Another confirmation that immigration from Latin America powered the engine of change is that 36% of North Hollywood households now speak Spanish, up from 19% only 10 years earlier.
Other statistics indicate that, as could be expected in areas of high immigration, residents of North Hollywood lost ground economically compared to other Los Angeles County communities. While the median family income countywide increased by 19% during the decade, adjusted for inflation, the income of North Hollywood residents grew by only 3%.
As elsewhere in the Valley, North Hollywood’s population changes have occurred in what often appears to be random fashion, resulting in rich and poor, Anglo and Latino, living in close proximity.
But the Latinization of North Hollywood is evident everywhere, longtime residents say.
Neighborhood coffee shops are giving way to check cashing stores and swap meets. Fewer recreational vehicles are seen in driveways. Produce trucks now make regular rounds.
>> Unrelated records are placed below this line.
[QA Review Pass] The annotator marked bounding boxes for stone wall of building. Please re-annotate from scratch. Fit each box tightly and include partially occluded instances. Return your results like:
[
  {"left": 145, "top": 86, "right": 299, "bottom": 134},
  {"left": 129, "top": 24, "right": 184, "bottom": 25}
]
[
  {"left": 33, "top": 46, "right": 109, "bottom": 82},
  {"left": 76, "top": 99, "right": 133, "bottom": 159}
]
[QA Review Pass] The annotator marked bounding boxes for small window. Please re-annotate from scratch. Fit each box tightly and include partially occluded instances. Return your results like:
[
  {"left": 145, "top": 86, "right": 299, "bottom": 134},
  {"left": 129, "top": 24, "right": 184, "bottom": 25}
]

One island that has resisted such change is Valley Village, an enclave of 4,500 early ranch-style homes and newer apartments between the Ventura Freeway and Burbank Boulevard, west of the Hollywood Freeway.
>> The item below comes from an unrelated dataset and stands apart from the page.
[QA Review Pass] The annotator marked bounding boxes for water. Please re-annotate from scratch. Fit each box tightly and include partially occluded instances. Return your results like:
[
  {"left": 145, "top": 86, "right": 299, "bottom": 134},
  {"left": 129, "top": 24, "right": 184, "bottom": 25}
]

Valley Village’s residents last year successfully petitioned the Los Angeles City Council to permit the area to secede from North Hollywood, allowing them to advertise their houses for sale as Valley Village homes and to use Valley Village as their mailing address--although the census bureau still includes them with North Hollywood in statistical breakouts.
As with the seven other neighborhoods in the Valley that have sought a name change since 1986, Valley Village no longer wanted to be associated with a community that has grown old, heavily Latino and crime-plagued.
Three of the eight name-change petitions have come from North Hollywood neighborhoods, prompting Susan Levy, president of the North Hollywood Residents Assn., to complain: “No one wants to be associated with this community anymore.”
Tom Paterson, a leader of the Valley Village secession drive, said the move “was more than an attempt to boost property values, and it had nothing to do with ethnic demographics. It was one economic level seeking to have its own identity.”
Houses along Valley Village’s lushly landscaped, graffiti-free streets cost up to $800,000, and a two-bedroom, two-bath entry-level house will run $300,000, residents say.
Elsewhere in North Hollywood, that same size entry-level house can be purchased for as little as $150,000, real estate agents say. And the cheaper house is likely to have an overgrown, dusty yard and to be in a neighborhood reeling from crime, with gang graffiti splattered on block walls and street signs.
Confounding generalizations, a downwardly mobile street in North Hollywood is often next to one in which residents resolutely keep up their yards and paint their houses.
“It used to be all nice little houses that young couples bought with GI loans,” bemoaned Laurie Dinkin, a lifelong resident of North Hollywood who moved to Valley Village 31 years ago.
“But now large areas are just a shame. I’m appalled at the way some of these new people keep up their places.”
David Poster, who moved to North Hollywood 30 years ago and who now owns eight rental houses, said he often can’t figure out what makes one street fall into disrepair and another carry on as if nothing has changed.
But he speculated that the process is accelerated on streets in which single-family houses are being replaced by apartments, an uneven process that he said began about three decades ago.
The apartments provided living quarters for the first immigrants from Mexico who arrived in North Hollywood in the mid-1970s, he said.
In the 1980s, Foster said, Latinos became his prime customers as house renters. He termed them “very good tenants” but acknowledged he is dismayed at the neighborhood deterioration that usually goes with the arrival of large numbers of poor people from Third World countries.
“Generally, the people are fine,” he said, “but the houses go downhill because there are so many people in a house and there isn’t the same emphasis on keeping a place up.”
He paints over gang graffiti at least once a week on a wall surrounding one of his rental houses on Dehougne Street and worries that “gangs are getting worse.”
But a different neighborhood perspective comes from Maria Peres, who has lived in a dilapidated converted garage with her son two blocks down the street from Foster’s rental house since emigrating from the state of Zacatecas in central Mexico three years ago.
“It’s not getting better, it’s not getting worse,” she said over the roar of traffic on nearby Laurel Canyon Boulevard. “It’s a nice neighborhood. People are friendly.”